Menteri Desa, Pembangunan Daerah Tertinggal, dan Transmigrasi Yandri Susanto mengatakan Kopdes Merah Putih akan diprioritaskan untuk menyalurkan barang bersubsidi sehingga tidak bersaing secara langsung dengan warung kelontong. Menurutnya, pemerintah akan mengatur pola operasional koperasi agar seluruh pelaku usaha di desa dapat berkembang bersama. "Kopdes nanti utamanya menjual barang-barang bersubsidi yang diutamakan. Insya Allah tidak akan mematikan warung-warung kecil atau warung-warung kelontong yang ada di desa," kata Yandri usai rapat terbatas terkait program Kopdes Merah Putih, Senin (20/7/2026).
Meski memberikan jaminan tersebut, Yandri mengakui pemerintah belum merampungkan aturan teknis yang mengatur mekanisme operasional Kopdes.

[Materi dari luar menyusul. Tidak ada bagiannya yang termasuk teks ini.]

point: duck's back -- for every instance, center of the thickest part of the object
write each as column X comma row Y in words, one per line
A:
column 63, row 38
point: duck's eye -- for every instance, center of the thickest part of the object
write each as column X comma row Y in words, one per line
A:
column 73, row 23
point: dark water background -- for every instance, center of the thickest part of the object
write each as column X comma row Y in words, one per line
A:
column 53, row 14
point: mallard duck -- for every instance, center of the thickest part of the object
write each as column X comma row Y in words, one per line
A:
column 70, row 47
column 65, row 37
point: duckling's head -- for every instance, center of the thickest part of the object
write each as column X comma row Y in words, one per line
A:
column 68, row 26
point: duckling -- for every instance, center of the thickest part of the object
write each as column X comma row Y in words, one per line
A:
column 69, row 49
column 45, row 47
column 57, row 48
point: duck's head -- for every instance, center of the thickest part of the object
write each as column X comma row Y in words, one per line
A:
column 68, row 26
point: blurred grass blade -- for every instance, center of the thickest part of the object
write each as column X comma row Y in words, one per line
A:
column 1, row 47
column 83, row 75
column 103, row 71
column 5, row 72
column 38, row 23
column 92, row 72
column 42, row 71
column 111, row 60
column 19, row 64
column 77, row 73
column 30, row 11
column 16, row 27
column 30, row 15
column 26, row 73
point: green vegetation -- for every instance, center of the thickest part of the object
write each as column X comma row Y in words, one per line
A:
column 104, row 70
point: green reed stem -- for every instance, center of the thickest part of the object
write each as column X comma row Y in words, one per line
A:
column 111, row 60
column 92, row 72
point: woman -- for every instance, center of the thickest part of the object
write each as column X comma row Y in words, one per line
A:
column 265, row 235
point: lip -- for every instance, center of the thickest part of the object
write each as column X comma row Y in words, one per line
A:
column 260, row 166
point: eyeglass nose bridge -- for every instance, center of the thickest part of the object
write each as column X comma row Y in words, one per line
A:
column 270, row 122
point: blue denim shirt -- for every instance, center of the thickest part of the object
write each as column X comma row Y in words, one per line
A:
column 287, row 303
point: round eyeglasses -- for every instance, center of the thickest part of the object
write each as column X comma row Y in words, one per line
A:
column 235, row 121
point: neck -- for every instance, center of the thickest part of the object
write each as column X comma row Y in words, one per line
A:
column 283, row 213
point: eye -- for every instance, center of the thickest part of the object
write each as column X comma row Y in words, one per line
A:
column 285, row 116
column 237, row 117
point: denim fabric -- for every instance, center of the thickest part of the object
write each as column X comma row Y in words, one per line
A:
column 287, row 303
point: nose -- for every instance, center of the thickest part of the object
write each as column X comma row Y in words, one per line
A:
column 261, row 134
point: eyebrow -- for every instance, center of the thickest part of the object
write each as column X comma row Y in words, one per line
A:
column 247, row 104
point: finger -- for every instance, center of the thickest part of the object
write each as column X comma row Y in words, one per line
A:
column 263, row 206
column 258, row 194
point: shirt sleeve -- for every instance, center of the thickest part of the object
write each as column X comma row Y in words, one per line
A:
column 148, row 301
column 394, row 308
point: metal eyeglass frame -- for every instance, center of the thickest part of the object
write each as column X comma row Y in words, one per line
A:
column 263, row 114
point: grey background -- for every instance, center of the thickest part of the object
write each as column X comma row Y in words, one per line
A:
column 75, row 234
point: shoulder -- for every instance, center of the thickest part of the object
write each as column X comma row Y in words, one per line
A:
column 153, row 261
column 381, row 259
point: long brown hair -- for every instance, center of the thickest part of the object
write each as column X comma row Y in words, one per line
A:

Rincian mengenai pembagian peran, tata kelola, hingga pengaturan harga masih disusun oleh pemerintah. Regulasi itu ditargetkan selesai dalam waktu satu bulan sesuai arahan Menteri Koordinator Bidang Pangan Zulkifli Hasan.
Yandri memperkirakan aturan operasional tersebut dapat diterbitkan pada Agustus 2026. Setelah regulasi rampung, pemerintah akan mulai menerapkan skema operasional Kopdes secara lebih rinci di seluruh desa. "Ya nanti di operasionalisasi akan kita detilkan. Tadi diminta Pak Menko Pangan satu bulan kami dikasih waktu," ujarnya.
Selain menyiapkan regulasi, Kementerian Desa mulai menggelar pelatihan bagi calon manajer Kopdes Merah Putih di berbagai daerah. Langkah itu dilakukan agar kepala desa, Badan Permusyawaratan Desa (BPD), perangkat desa, hingga masyarakat memahami fungsi dan mekanisme koperasi tersebut. Pemerintah menilai sosialisasi menjadi kunci agar implementasi kebijakan tidak menimbulkan kesalahpahaman di tingkat desa.
Sebelumnya, Menteri Koordinator Bidang Pangan Zulkifli Hasan menegaskan Kopdes Merah Putih tidak dibentuk sebagai minimarket ataupun supermarket desa. Menurutnya, koperasi akan difokuskan sebagai sarana penyaluran bantuan sosial, barang bersubsidi, lokasi operasi pasar, sekaligus secara bertahap menjadi offtaker hasil pertanian masyarakat. Dengan fungsi tersebut, pemerintah berharap Kopdes dapat melengkapi ekosistem ekonomi desa tanpa menggeser keberadaan warung kelontong maupun Badan Usaha Milik Desa (BUMDes).